The way we go about this exercise depends on your preference. At the very least, I will ask you to reflect on some questions to bring to our first session. After sharing your reflections to the questions, we will spend time looking at themes and connections to your goals. Though coaching does not spend large amounts of time on family and the past, we do look back to your story to gather information on how to best move forward. Furthermore, the impact of this exercise is in the reflection process itself. It is rare that we spend time reflecting on our personal and professional journeys.
Here is a list of questions adapted from Jenny Rogers (2012). This is long and few clients work through every question, but these are representative of the kinds of questions you may reflect upon during this exercise:
- What effect has your birth order had on you?
- What were you rewarded for as a child? What were you punished for?
- How did you get on with your siblings?
- What effects have marriage/partner relationships had on your life?
- (For clients with children) What has the experience of being a parent done for you?
- If you have been in leadership or management, what has this experience done for you?
- How did you make your career choices?
- What helped you decide to move on from earlier jobs?
- What have been the highs and lows of these jobs?

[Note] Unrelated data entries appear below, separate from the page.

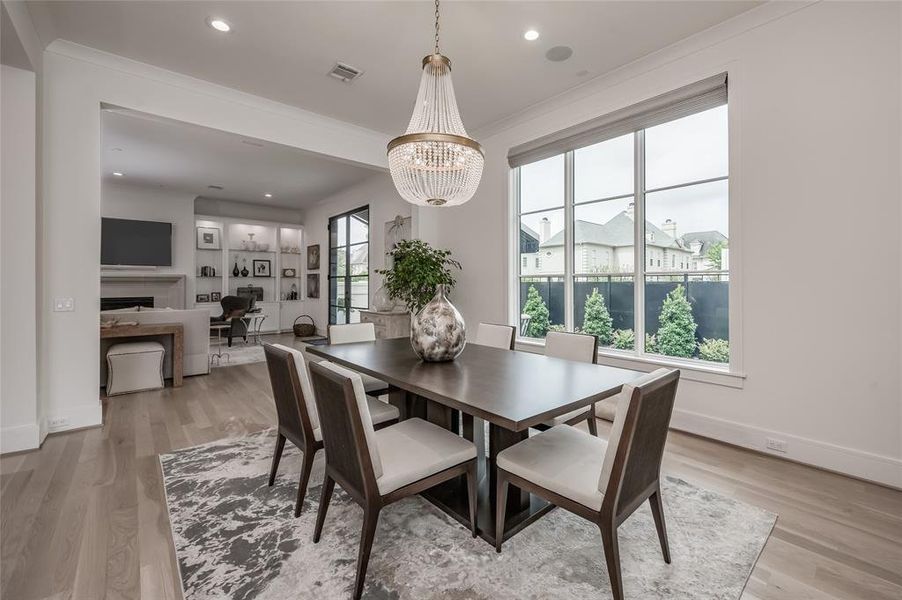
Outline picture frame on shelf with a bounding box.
[252,259,272,277]
[307,244,320,270]
[211,292,221,302]
[307,274,320,298]
[196,293,210,303]
[282,268,296,278]
[196,226,222,250]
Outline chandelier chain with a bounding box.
[434,0,440,54]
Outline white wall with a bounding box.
[101,181,197,301]
[40,41,389,437]
[301,174,412,334]
[1,64,39,452]
[420,2,902,486]
[194,197,302,225]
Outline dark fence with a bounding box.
[520,273,728,342]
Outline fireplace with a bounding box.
[101,296,154,311]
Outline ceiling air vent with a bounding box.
[328,62,364,83]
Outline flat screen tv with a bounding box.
[101,217,172,266]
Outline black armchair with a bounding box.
[210,295,251,347]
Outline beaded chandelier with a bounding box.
[387,0,484,207]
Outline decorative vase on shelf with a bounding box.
[232,261,240,277]
[410,285,466,362]
[373,284,395,312]
[241,259,249,277]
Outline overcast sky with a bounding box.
[520,105,728,241]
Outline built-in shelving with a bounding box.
[194,216,307,333]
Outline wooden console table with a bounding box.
[100,322,184,387]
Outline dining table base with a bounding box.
[397,393,556,546]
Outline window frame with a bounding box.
[510,101,742,381]
[328,205,370,325]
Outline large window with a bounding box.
[329,206,369,324]
[515,103,730,366]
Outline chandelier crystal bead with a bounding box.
[387,1,483,207]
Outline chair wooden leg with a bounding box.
[465,462,478,537]
[586,406,598,437]
[353,507,380,600]
[268,433,286,486]
[649,488,671,563]
[294,450,315,518]
[312,474,335,543]
[600,523,624,600]
[495,475,509,553]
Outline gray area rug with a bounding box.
[160,430,776,600]
[210,342,265,368]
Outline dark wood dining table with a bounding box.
[307,337,644,545]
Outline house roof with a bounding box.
[680,231,727,255]
[539,211,684,250]
[521,223,539,242]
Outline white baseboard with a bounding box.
[671,409,902,489]
[0,423,41,453]
[45,402,103,435]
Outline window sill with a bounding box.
[514,338,745,389]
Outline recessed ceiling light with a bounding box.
[264,193,273,198]
[206,17,231,33]
[113,172,124,177]
[524,29,539,41]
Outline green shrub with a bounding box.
[547,324,567,333]
[581,288,613,345]
[698,338,729,363]
[645,333,658,354]
[612,329,635,350]
[522,285,550,338]
[656,285,697,358]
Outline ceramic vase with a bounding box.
[373,284,395,312]
[410,285,466,362]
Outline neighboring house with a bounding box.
[521,209,720,276]
[680,230,729,271]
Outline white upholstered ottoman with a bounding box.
[106,341,165,396]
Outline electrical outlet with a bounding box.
[54,297,75,312]
[765,438,787,453]
[48,416,69,429]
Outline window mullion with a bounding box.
[634,130,646,355]
[563,151,574,332]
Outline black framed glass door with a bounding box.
[328,206,369,324]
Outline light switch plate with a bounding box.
[54,297,75,312]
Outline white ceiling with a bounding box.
[101,108,379,208]
[30,1,760,134]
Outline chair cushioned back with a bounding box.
[271,344,318,430]
[329,322,376,345]
[545,331,596,363]
[317,361,383,478]
[474,323,515,349]
[597,368,674,493]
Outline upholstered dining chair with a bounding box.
[473,322,516,350]
[308,360,478,600]
[263,344,399,517]
[327,322,389,395]
[595,368,671,423]
[495,368,680,600]
[535,331,600,436]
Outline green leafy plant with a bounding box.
[547,324,568,333]
[582,288,613,345]
[376,239,461,313]
[698,338,729,363]
[706,242,726,270]
[612,328,635,350]
[522,285,551,338]
[656,285,698,358]
[645,333,658,353]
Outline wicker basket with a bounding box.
[293,315,316,337]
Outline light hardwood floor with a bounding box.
[1,335,900,599]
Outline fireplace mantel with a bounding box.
[101,273,187,309]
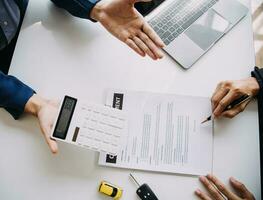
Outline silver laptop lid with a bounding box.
[164,9,230,68]
[136,0,248,69]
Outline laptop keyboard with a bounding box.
[149,0,218,45]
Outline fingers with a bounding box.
[40,124,58,154]
[126,38,146,57]
[47,137,58,154]
[230,177,255,199]
[211,78,257,119]
[133,36,157,60]
[195,189,212,200]
[197,175,256,200]
[199,176,225,200]
[138,32,163,59]
[206,174,238,199]
[102,1,164,60]
[221,100,250,118]
[211,83,229,111]
[132,24,165,60]
[213,90,239,117]
[142,23,165,48]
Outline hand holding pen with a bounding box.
[202,94,252,123]
[202,77,260,123]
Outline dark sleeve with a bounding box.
[251,66,263,195]
[0,71,34,119]
[51,0,100,21]
[251,67,263,90]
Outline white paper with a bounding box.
[99,90,213,175]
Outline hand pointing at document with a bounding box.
[90,0,165,60]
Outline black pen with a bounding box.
[201,94,253,124]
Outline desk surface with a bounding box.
[0,0,261,199]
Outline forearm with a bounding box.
[0,71,34,119]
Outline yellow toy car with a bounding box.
[99,181,123,199]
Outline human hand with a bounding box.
[211,77,259,119]
[25,94,59,154]
[195,175,255,200]
[91,0,165,60]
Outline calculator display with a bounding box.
[53,96,77,140]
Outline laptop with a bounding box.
[135,0,249,69]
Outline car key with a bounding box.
[130,174,159,200]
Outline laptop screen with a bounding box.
[135,0,166,16]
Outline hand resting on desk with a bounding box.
[195,174,255,200]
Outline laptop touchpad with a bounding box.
[185,9,230,51]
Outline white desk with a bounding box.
[0,0,261,199]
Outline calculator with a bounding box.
[51,96,127,155]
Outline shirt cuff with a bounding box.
[74,0,101,22]
[87,0,101,22]
[4,78,35,120]
[51,0,101,22]
[251,66,263,97]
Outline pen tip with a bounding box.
[201,115,212,124]
[201,119,208,124]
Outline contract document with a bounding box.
[99,90,213,175]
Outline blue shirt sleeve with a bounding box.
[252,67,263,91]
[0,71,34,119]
[51,0,100,21]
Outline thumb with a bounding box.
[230,177,254,199]
[47,137,58,154]
[41,124,59,154]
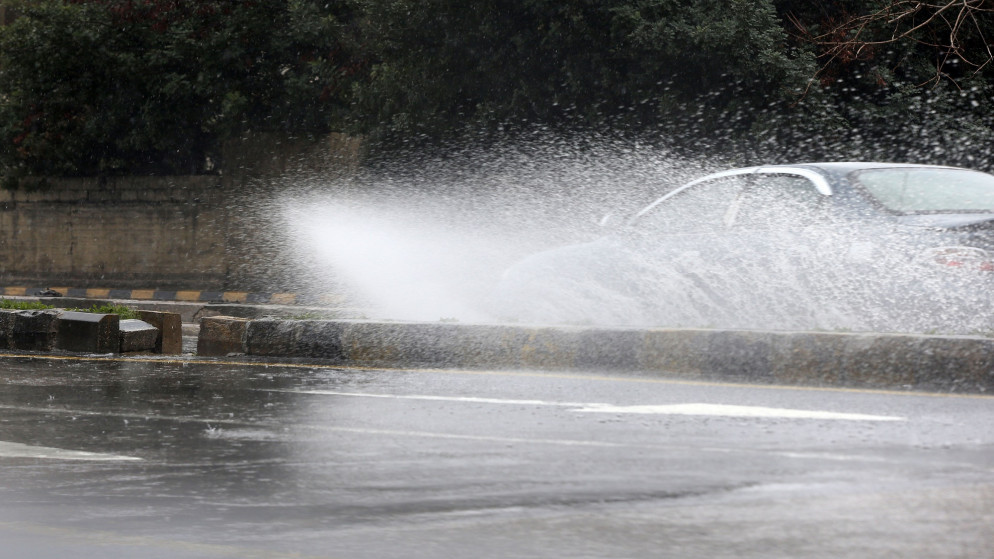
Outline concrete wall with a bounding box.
[0,133,361,292]
[0,176,228,289]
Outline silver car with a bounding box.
[493,162,994,333]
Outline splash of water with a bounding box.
[280,140,712,322]
[279,139,994,335]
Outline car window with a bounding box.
[730,174,830,230]
[635,176,745,234]
[852,167,994,213]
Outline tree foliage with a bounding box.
[1,0,993,177]
[350,0,814,145]
[0,0,362,176]
[790,0,994,85]
[774,0,994,168]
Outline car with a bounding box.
[490,162,994,333]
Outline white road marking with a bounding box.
[279,389,584,407]
[0,399,900,461]
[771,451,896,462]
[274,390,905,421]
[574,403,904,421]
[0,441,142,461]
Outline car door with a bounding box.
[721,172,842,327]
[625,173,750,324]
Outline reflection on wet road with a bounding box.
[0,354,992,558]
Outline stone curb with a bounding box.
[0,296,362,324]
[198,317,994,393]
[0,309,183,355]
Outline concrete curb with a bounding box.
[0,295,362,324]
[198,317,994,393]
[0,309,183,354]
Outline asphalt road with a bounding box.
[0,354,992,558]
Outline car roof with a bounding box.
[696,161,973,190]
[773,161,964,176]
[632,162,975,222]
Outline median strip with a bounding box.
[198,316,994,393]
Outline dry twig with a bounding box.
[792,1,994,86]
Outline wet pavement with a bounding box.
[0,353,993,558]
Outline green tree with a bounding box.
[4,0,992,176]
[772,0,994,169]
[350,0,814,146]
[0,0,363,177]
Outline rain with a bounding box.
[2,3,994,558]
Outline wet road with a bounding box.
[0,354,992,558]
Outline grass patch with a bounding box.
[0,299,141,319]
[68,304,141,320]
[0,298,54,311]
[289,312,326,320]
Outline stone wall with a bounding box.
[0,133,361,292]
[0,175,231,289]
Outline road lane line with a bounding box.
[574,403,904,421]
[272,390,906,421]
[0,404,902,463]
[770,451,895,462]
[270,389,587,407]
[0,441,142,461]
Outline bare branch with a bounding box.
[799,0,994,85]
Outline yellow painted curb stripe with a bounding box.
[271,293,297,305]
[0,286,329,305]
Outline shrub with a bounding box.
[0,0,364,177]
[0,298,54,310]
[68,304,141,320]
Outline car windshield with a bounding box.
[852,167,994,214]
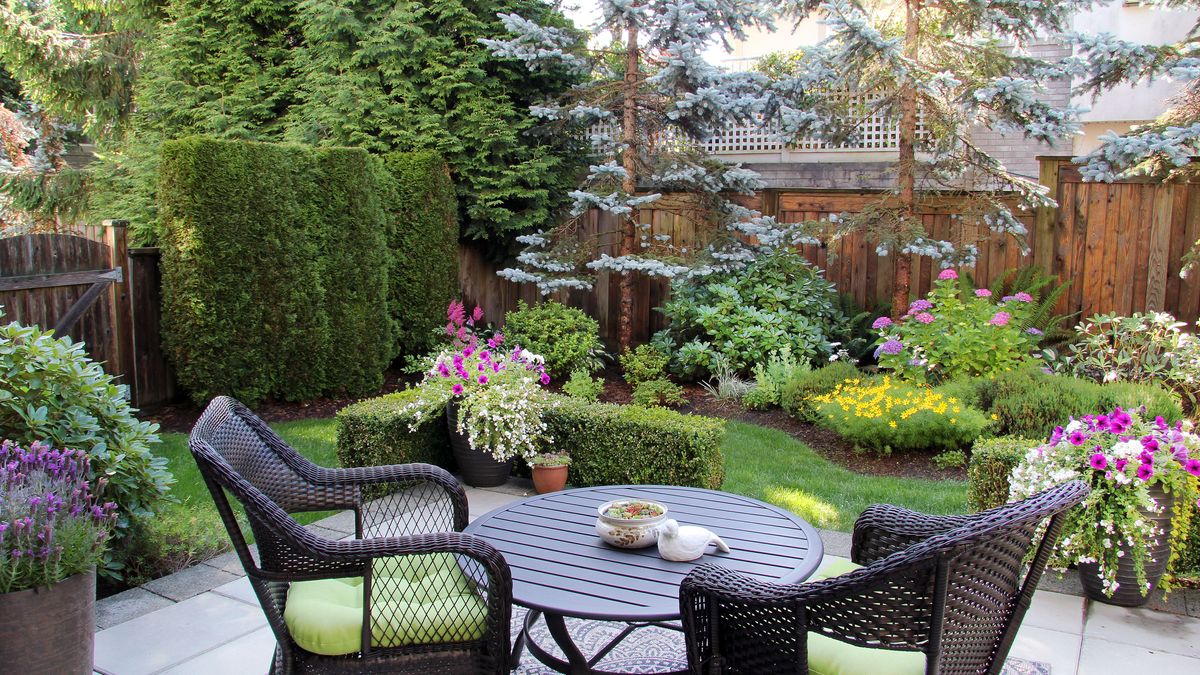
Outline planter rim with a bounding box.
[0,568,95,597]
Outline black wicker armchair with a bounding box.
[680,480,1090,675]
[189,396,511,674]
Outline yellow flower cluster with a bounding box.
[810,376,962,424]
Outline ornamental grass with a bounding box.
[810,376,990,455]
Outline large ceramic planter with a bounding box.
[0,568,95,674]
[1078,483,1174,607]
[446,401,512,487]
[532,465,569,494]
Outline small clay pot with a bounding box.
[532,464,569,494]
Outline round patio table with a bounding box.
[464,484,823,675]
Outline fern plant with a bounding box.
[960,267,1076,346]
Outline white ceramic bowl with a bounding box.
[595,499,668,549]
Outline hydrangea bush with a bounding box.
[1009,408,1200,598]
[873,269,1039,384]
[404,302,553,462]
[1,441,118,592]
[809,375,990,455]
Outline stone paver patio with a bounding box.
[93,481,1200,675]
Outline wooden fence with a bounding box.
[462,156,1200,344]
[0,222,174,408]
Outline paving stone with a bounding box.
[200,546,257,575]
[1024,591,1086,634]
[157,626,276,675]
[303,524,347,541]
[94,587,175,631]
[466,487,525,522]
[94,592,266,675]
[310,509,356,535]
[1084,600,1200,658]
[210,575,257,606]
[472,477,535,497]
[816,528,852,558]
[1008,625,1082,675]
[141,562,241,603]
[1078,635,1200,674]
[1038,570,1085,598]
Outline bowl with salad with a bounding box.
[595,499,669,548]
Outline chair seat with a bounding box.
[806,558,926,675]
[284,553,488,656]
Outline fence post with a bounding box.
[104,220,137,399]
[1033,156,1062,276]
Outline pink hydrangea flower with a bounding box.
[915,312,935,324]
[871,316,893,330]
[975,288,992,297]
[937,269,958,281]
[1012,292,1033,303]
[988,311,1011,327]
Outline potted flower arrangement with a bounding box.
[528,453,572,494]
[1,440,118,673]
[406,301,555,487]
[1009,407,1200,606]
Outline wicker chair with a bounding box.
[189,396,511,674]
[680,480,1090,675]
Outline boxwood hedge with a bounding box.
[966,436,1038,512]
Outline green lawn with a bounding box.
[157,417,966,533]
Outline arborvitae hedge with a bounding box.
[159,137,392,404]
[378,152,459,356]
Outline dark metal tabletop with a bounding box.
[464,485,824,622]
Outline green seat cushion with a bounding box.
[806,558,926,675]
[283,553,488,656]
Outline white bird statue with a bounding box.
[657,519,730,562]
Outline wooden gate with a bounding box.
[0,221,136,396]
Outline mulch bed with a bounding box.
[146,367,964,482]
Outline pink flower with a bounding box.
[478,375,489,385]
[909,299,933,312]
[1089,452,1108,470]
[1186,459,1200,477]
[472,305,483,322]
[871,316,893,330]
[937,269,958,281]
[540,373,551,385]
[1137,463,1154,481]
[988,311,1011,327]
[975,288,992,297]
[1070,431,1089,446]
[451,383,464,396]
[915,312,935,324]
[480,350,491,360]
[1012,292,1033,303]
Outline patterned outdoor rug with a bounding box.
[511,609,1052,674]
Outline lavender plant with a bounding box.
[1,440,118,593]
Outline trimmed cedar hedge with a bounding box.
[159,137,457,404]
[335,393,727,489]
[966,436,1038,512]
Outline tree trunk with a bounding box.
[892,0,921,318]
[617,20,640,350]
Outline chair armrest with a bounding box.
[851,504,974,565]
[308,463,469,534]
[681,561,934,673]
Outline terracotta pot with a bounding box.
[446,401,512,487]
[1078,482,1174,607]
[532,464,569,494]
[0,568,95,674]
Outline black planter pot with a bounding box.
[0,568,95,674]
[446,401,512,487]
[1079,482,1174,607]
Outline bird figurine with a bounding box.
[656,519,730,562]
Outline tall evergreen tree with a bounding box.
[763,1,1088,315]
[484,0,788,348]
[285,0,584,241]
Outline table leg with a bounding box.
[544,613,592,675]
[511,609,541,670]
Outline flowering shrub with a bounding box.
[1,441,118,592]
[873,269,1039,384]
[1009,408,1200,597]
[810,376,990,454]
[1059,312,1200,412]
[404,301,554,462]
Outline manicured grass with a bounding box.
[156,417,967,534]
[720,420,968,531]
[156,418,341,526]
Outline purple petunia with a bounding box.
[540,373,551,385]
[1186,459,1200,477]
[1137,463,1155,481]
[1069,431,1089,446]
[451,383,464,396]
[988,311,1011,327]
[975,288,992,297]
[937,269,958,281]
[1089,453,1108,470]
[871,316,893,330]
[477,375,489,385]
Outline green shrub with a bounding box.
[335,389,453,470]
[986,368,1183,440]
[810,375,989,454]
[503,300,605,378]
[780,361,861,422]
[159,137,392,404]
[562,369,605,402]
[932,449,967,470]
[123,506,233,585]
[378,152,459,357]
[620,344,670,387]
[543,396,725,489]
[967,436,1038,512]
[0,313,171,576]
[654,250,848,377]
[743,349,811,410]
[632,379,688,408]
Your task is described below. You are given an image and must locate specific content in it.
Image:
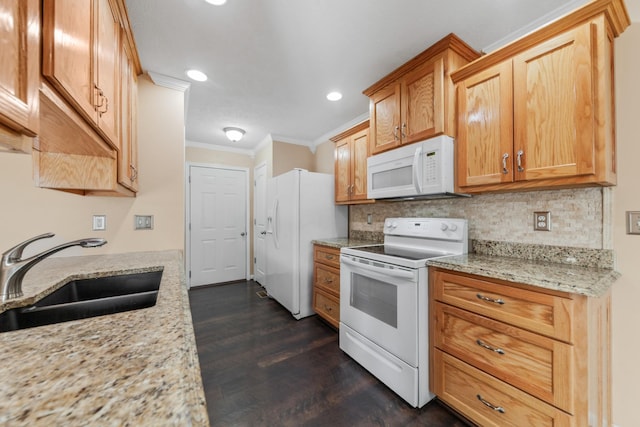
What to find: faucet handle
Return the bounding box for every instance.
[2,233,55,261]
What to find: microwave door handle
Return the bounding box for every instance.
[413,145,423,194]
[341,256,415,280]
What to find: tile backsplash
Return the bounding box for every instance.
[350,187,609,250]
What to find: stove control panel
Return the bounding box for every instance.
[384,218,467,241]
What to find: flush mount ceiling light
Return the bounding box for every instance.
[224,127,245,142]
[205,0,227,5]
[186,69,208,82]
[326,91,342,101]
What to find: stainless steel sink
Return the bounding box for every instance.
[0,270,163,332]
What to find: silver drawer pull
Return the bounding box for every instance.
[476,293,505,305]
[323,278,334,284]
[476,339,505,355]
[324,305,333,312]
[325,254,335,260]
[477,394,505,413]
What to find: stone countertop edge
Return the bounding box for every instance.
[427,253,620,298]
[0,250,209,427]
[311,237,378,249]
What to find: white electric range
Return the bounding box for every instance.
[339,217,468,408]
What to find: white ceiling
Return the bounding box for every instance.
[125,0,636,155]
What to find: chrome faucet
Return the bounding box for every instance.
[1,233,107,302]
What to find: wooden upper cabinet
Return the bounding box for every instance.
[118,31,138,192]
[42,0,119,148]
[0,0,40,151]
[453,0,630,193]
[364,34,480,156]
[332,121,372,204]
[513,24,596,182]
[456,61,513,187]
[95,0,120,147]
[369,83,400,154]
[401,58,444,144]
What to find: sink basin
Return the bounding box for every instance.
[0,270,163,333]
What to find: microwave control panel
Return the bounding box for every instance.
[424,150,440,185]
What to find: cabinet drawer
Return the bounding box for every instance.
[434,303,574,412]
[313,288,339,328]
[432,350,572,427]
[314,263,340,296]
[431,269,574,342]
[314,245,341,269]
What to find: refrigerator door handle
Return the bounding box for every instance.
[272,199,280,249]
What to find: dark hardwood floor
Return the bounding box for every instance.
[189,281,470,427]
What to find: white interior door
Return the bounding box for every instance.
[189,165,248,286]
[253,162,267,285]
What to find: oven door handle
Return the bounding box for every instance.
[341,256,415,280]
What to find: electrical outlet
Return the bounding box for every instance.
[134,215,154,230]
[626,211,640,235]
[92,215,106,231]
[534,211,551,231]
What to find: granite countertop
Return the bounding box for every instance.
[0,250,209,426]
[427,253,619,298]
[311,237,378,249]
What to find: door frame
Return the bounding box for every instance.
[253,161,267,285]
[185,162,251,288]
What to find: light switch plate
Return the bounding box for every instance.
[92,215,106,231]
[134,215,154,230]
[534,211,551,231]
[626,211,640,235]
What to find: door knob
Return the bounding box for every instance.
[260,231,266,235]
[240,232,246,236]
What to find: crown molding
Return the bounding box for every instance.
[186,140,255,157]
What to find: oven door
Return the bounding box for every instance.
[340,254,418,366]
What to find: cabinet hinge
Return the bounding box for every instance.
[189,270,192,278]
[254,257,257,264]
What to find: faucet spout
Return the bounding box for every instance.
[1,234,107,302]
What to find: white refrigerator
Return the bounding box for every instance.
[265,169,348,319]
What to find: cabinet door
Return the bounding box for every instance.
[95,0,120,147]
[369,83,401,155]
[334,137,351,203]
[118,35,138,192]
[513,23,595,182]
[401,57,444,144]
[0,0,39,138]
[42,0,95,124]
[456,61,514,188]
[350,128,369,201]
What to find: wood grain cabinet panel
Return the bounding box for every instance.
[331,122,372,204]
[0,0,40,151]
[364,34,479,156]
[313,245,342,328]
[430,267,612,427]
[453,0,629,193]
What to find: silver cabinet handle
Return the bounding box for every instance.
[502,153,510,174]
[130,165,138,182]
[476,339,505,355]
[477,394,505,413]
[393,126,400,140]
[401,122,407,138]
[516,150,524,172]
[477,293,505,305]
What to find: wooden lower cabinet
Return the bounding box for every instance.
[312,244,341,328]
[430,268,611,427]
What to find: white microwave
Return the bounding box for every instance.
[367,135,464,200]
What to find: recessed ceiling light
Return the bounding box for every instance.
[186,69,208,82]
[205,0,227,5]
[326,91,342,101]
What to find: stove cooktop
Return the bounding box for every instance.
[346,244,451,261]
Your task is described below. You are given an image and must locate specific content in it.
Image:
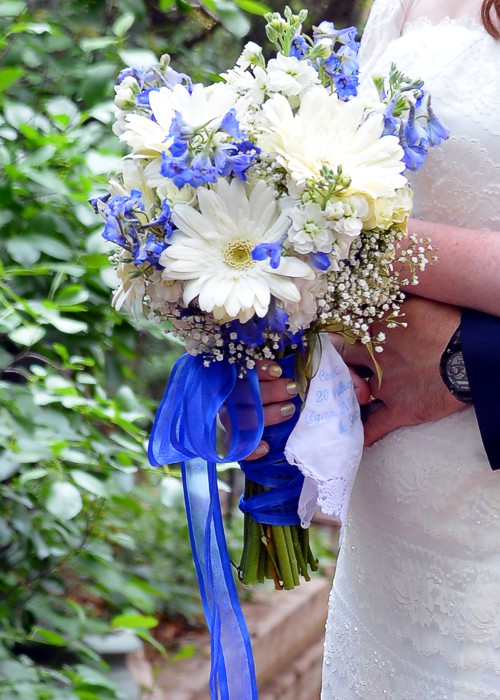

- What themes and patterns do you see emerging in the story as you have told it?
- What are any connections to the coaching we will be doing?
- Who are the impactful people on your life – positive and negative?
- When have you felt completely in your flow either in life or in work?
- When was a moment when you felt like you failed?
- Do you have any turning points in your life or career and if so, what are they?
- Of what communities are you a part?
One version of this exercise is to visualize your story. A common visualization is a timeline as seen below.
On this timeline you identify:
- Significant moments and phases of your life.
- Important people
- High and low points – high are above the line with lows below the line.
The timeline version is only one way to visualize your story. I have led this exercise many times with individuals and teams, and I am always amazed at the different ways people represent their stories:
- One person drew a river with rocks that split the stream and different sources that fed into it.
- Another person drew a forest with a meandering path to showcase how they have felt their professional journey had taken unconventional routes.
- One team developed each of their own super hero origin stories to emphasize their strengths and how they complement each other.
One time I went through this exercise for myself, I was inspired by the image of a tree because of its growing capacity, root system, and overall sturdiness. I took significant moments and represented them on the tree in ways that I felt characterized the quality of that experience. I “carved” the name of an important person in my life onto the trunk. The roots represented values, people, and experiences that grounded me in my life. The branches were different directions my life was headed. From there, I drew a dilapidated treehouse on one side of the tree to represent a past career I had been building but then left. I even drew more leaves on some branches that characterized parts of my journey that felt more “alive” than others.
This is what I love about this exercise – it taps into our own unique creative and reflective styles. If drawing is not for you, that is not a problem. This is not an art contest, and you will not be judged on how pretty the end product is. Many clients choose to write their stories out in linear fashion in a word document. The most important aspects are identifying significant moments and people, time placement, highs and lows, themes, and connections to your goals. The point here is that you can make this exercise what you want in order to showcase key aspects of the journey that brought you to where you are at right now.
Because this exercise can be relevant at any point in your life, you can use it many times. Each time you may focus on different moments or use different images. In fact, its important to reflect on our stories multiple times because it helps us gain new perspective and identify what’s resonating with where we are currently at in our journey.
The following is a list of images that past clients have used that may help prompt an inspiring way to go about this exercise.
- Forest path
- Diver swimming through an ocean
- Super hero origin story
- Record album
- Book with chapters
Rogers, Jenny (2012). Coaching Skills: A Handbook (3rd ed.) Berkshire, England: Open University Press, McGraw-Hill.